When reading Sultan's book we are supposed to be shocked by the brutality of life in Syria. Sadly, those of us familiar with real lives are not shocked by horrific abuse.
In their self righteous rants, the religious fanatics pretend America is decadent while treating their women slightly better than domestic animals. Every society has abuse, but in America it is not condoned by society. Society values women and children and officials will protect those who can not protect themselves. A woman coming into a clinic with cigarette burns from a husband will get some sort of counseling. Hopefully, the social worker will have learned more than Marx and be able to be a professional. This is not to say that domestic violence does not occur in other cultures, just it is not officially condoned.

If you are looking for thought provoking blunt words Sultan is for you. If you are looking for nuance make another selection.

6 comments:

Alligator said...

Beak I have several friends who had been involved in Christian ministries behind the Iron Curtain in the late 70s through the 80s. Most had visited several Middle Eastern nations as well. Everyone of them said the totalitarian oppression in Communist countries paled in comparison to that in Islamic countries, even in supposedly "moderate" Egypt. My aunt spent three years living in Iraq, Egypt and Morocco long before the notion of Khomeini, Al Queda, Hezbollah and the like. On a personal level she liked the people and made friends there. However, even in that earlier era, the religious/political atmosphere of those countries was nothing to write home about, let alone emulate.

It's unfortunate that Wafa Sultan, Walid Shoebat and those like them get marginal coverage by the lame stream media. But as I recall, Aleksandr Solzhenitsyn was also shunned by the press, once he made it clear that the Soviet communists were not nice people you could negotiate or work with.

The_Editrix said...

"Sadly, those of us familiar with real lives are not shocked by horrific abuse."

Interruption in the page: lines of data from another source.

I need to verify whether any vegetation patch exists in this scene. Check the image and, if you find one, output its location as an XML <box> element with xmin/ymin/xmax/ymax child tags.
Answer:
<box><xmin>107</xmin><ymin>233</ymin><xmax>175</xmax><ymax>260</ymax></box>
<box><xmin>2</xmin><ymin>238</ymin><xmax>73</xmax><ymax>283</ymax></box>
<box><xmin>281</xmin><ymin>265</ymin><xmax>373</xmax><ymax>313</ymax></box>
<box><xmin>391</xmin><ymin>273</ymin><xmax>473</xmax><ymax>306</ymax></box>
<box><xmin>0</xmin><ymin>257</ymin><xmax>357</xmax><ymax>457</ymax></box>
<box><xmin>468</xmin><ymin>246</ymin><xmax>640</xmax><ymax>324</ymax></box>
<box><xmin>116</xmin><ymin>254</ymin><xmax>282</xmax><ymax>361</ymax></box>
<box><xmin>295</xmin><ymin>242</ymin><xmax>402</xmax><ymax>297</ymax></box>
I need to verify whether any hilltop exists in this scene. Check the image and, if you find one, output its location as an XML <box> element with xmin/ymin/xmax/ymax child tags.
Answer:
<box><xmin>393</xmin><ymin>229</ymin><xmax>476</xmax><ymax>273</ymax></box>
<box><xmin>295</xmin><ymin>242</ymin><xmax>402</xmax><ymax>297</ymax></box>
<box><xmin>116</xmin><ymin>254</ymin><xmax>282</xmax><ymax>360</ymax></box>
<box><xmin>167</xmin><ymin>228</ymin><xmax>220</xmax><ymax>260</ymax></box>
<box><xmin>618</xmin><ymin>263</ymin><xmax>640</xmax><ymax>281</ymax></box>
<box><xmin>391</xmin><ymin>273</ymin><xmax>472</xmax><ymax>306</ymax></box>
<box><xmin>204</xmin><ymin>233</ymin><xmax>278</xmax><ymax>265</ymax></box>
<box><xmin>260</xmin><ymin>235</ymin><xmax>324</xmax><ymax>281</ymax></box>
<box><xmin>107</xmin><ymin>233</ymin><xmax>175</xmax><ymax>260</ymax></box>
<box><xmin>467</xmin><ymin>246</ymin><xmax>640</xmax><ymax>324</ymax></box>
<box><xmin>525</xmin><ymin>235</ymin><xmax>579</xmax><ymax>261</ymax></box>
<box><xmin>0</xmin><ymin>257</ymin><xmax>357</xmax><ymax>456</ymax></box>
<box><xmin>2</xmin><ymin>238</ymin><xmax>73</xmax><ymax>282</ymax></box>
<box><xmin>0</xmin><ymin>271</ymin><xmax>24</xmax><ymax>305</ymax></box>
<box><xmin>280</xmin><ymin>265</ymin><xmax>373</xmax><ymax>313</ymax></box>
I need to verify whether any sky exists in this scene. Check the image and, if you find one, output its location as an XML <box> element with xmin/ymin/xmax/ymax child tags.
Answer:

Beak, that is a silly comparison. Of course there are battered wifes, raped daughters and sisters and sexually abused little boys in Western families, but it is not, so to say, system-resident there. It is NOT considered good clinical practice to laugh at a woman who received cigarette burns from her husband and to perform an abortion without anaesthetics to punish her. In Western countries all this is considered felonious. Not so in Muslim countries. Something like that is not just permitted, it is called for by Islamic law.

And they treat their women a darn sight worse than domestic animals.

The_Editrix said...

"If you are looking for thought provoking blunt words Sultan is for you. If you are looking for nuance make another selection."

And what "nuance" might that be? That they don't stone little girls to death anymore but hang them, as it happens in Iran? That is about as "nuanced" as it gets. There IS NO "nuance". Full stop! There is just Islam.

Always On Watch said...

A God Who Hates is a grim book and rivals Brigitte Gabriel's book in that regard.

IMO, both books should be required reading -- particularly for Islamophiles.

beakerkin said...

Editrix

There are those that can't handle a blunt assessment of fact.

I want to point out reading the part about the wives of the prophet was painful even though I knew the facts.

Now I want to stress the story of Zainab was an outrage in its day and Sultan's stories about adoption ring sadly true.

People did marry at a younger age because life expectancy was shorter. I am not certain that consumating a union at nine was ever normal but twelve may sadly have been a possibility.

Onto the Jewish wife, this was a local custom not limited to Muslims. Wives were acquired through wardare in the Old Testament. Now the difference between a raid for profit and a military campaign means something to me but is in the area of nuance.

Ducky's here said...

Alligator, do you know that Solzhenitsyn was a Tsarist who believed the Russian people must endure a level of suffering to redeem the world ?

In other words, a bit crazy. Do your research before you enter the complicated matter of trying to understand another culture.